Mark's was another place that was inspiring to Chanel. (Childers, 138-139)
In 1924 Chanel showed a breakthrough collection, which she designed with Maison Gripoix
renowned as leaders in glass jewelry. Harper's Bazaar viewed her glass poured gems as
“ being the most revolutional” ones which were created. Her most recognized piece is a pearl or
faux pearl necklace, which she created. It sometimes had metal and crystal beads and her
signature use of red and green poured glass, which has been influenced by those in the Byzantine
treasury of St. Mark’s, which is located in Venice. (Cox, 56-58)
As for Vogue, the main signature designs were early bow brooches that had prong
crystals inside a wire outline. These had stones suspended in them of all different colors. They
may have been faux, but jewelry such as this and other costume jewelry helped boost
Morale during the war in the 1940's. Sales of costume jewelry in fact had tripled in 1945.
(Tanenbaum, 65 & 83)
Classical inspirations of jewelry were people like Ren'e Lalique who molded some of his
own pendants using romantic women, stylized African shaped heads and formed brooches by
Chanel and others who designed jewelry. Emile Davide, however, was an artist that had a
preference for neo-classical woman figures of 1920's women of which he cut and etched from
cheap white metals which were sometimes attached by tiny chains to modish canines.
("Centuries of Style Art Deco Fashion and Jewelry" (36-37)

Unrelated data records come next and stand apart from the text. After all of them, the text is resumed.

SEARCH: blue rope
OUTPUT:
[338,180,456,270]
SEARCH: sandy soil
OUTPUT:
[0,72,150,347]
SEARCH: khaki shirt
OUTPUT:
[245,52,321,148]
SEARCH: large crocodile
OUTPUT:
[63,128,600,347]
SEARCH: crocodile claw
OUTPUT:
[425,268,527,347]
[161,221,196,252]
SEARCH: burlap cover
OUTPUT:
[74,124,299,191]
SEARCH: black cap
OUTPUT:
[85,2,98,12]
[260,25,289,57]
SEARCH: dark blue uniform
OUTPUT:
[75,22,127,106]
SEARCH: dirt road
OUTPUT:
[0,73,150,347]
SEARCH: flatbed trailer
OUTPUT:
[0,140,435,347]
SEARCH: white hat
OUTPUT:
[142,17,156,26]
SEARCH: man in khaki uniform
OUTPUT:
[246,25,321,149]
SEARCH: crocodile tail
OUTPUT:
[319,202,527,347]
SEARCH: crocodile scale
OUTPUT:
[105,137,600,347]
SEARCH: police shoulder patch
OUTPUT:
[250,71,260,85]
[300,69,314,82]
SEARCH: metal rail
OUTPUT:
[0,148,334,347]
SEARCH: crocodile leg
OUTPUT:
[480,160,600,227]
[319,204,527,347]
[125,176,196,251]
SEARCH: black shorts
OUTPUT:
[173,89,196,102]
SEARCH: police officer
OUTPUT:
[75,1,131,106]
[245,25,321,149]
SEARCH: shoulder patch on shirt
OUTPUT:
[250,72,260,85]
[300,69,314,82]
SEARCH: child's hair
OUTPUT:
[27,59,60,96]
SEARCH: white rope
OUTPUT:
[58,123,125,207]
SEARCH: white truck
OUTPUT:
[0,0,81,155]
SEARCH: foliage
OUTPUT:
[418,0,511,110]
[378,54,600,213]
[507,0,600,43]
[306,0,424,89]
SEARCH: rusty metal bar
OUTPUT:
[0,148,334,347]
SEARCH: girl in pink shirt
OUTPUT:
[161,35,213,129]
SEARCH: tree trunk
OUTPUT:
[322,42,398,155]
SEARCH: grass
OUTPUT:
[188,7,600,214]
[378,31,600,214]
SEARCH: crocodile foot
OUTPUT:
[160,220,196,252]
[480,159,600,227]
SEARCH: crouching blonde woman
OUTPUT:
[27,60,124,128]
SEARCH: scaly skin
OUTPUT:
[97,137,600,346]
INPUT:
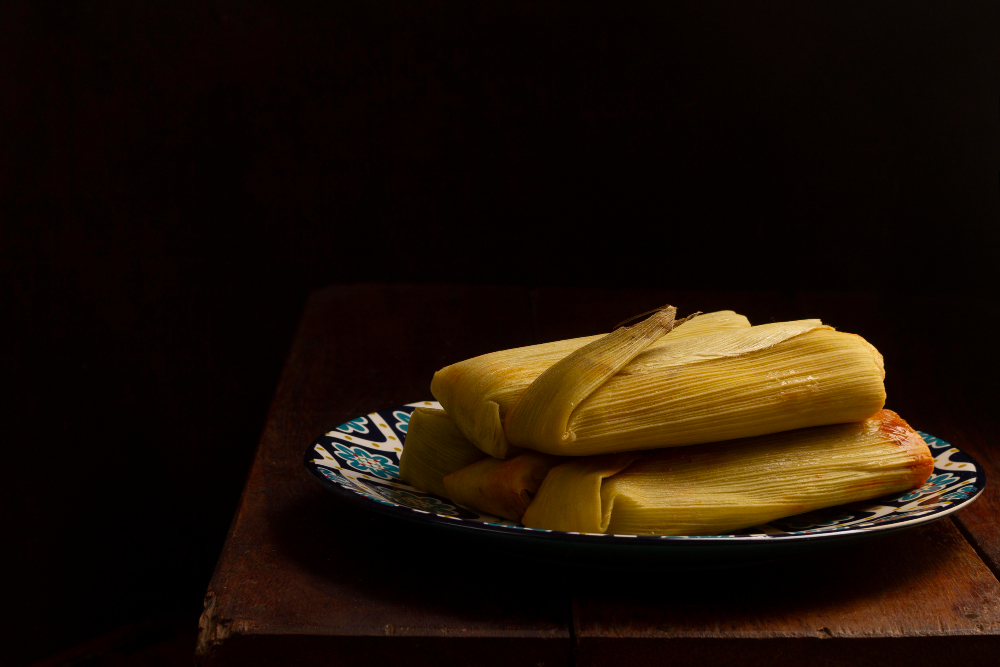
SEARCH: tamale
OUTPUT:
[399,408,487,497]
[503,316,885,456]
[431,310,752,458]
[522,410,934,535]
[444,450,565,521]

Gems and Materials, which were used in these types of jewelry, consisted of a mix of the
traditional and precious to unorthodox and innovative metals such as plastics, chromes, and
steels. It is jewelry, which also incorporated gold and silver with precious and semiprecious
stones. Stones such as amber, jade, lapis lazuli, coral, turquoise, topaz, tourmaline, onyx,
amethysts, aquamarines and rock crystals were mixed into the jewelry. Bakelite, rhinestones,
jade, tortoiseshell, jet and moonstone were stones that were used then. ("Centuries of Style Art
Deco Fashion and Jewelry" (36-37)
The importance of the designers such as Chanel, Miriam Haskell and trends of Vogue
magazines jewelry of the 1920's , 1930's and 1940's is that it has evolved into classical and
vintage types of inspiration needed for the jewelry of today. In fact, so much so that Chanel is
still a name of a company as is Miriam Haskell meaning that their jewelry was so inspirational
that even after the original artists death jewelry is still being created under their companies and
may continue for a number of years. In conclusion the importance of jewelry is to work hard
believe in yourself and inspire others with you creativity in jewelry just as Miriam Haskell,
Chanel and other designers of the 1920's through 1940's had and you will be remembered
and an inspiration just as they were back then and yet, still remembered today.
Works Cited
Childers, Caroline. Haute Jewelry. Vol. 0. New York City: BW Publishing Associates, 1999. 0 vols.
Cox, Caroline. Vintage Jewelry Design. First Edition. Vol. 0. New York City: Lark Crafts, 2010. 0
vols.
Iredale, Jessica. W Magazine. June 2009. Jessica Iredale. 8 July 2012
<http://www.wmagazine.com/accessories/2009/06/miriam_haskell>.
Miller, Judith. Miller's Costume Jewelry. Ed. Alexandra Stetter and Lesley Malkin. Vol. 0. London:
Miller's, 2010. 0 vols.
Simon, Marjorie. "A Time and a place Miriam Haskell and the Rise of American Costume
Jewelry." Metalsmith 26.1 (2006): 34-41. Slcc Elie. Web. 8 Jul 2012.
Tanenbaum, Carole. Fabulous Fakes A Passion for Vintage Costume Jewelry. 1st. New York,
New York: Artisan Press, 2006. 1-212. Print.
Thornton, Zita. Ebsco Host. Ed. Zita Thornton. 2004 February. Zita Thornton. 8 july 2012.
Centuries of Style Art Deco Fashion and Jewelry. Edison New Jersey: Chartwell Books, 1998.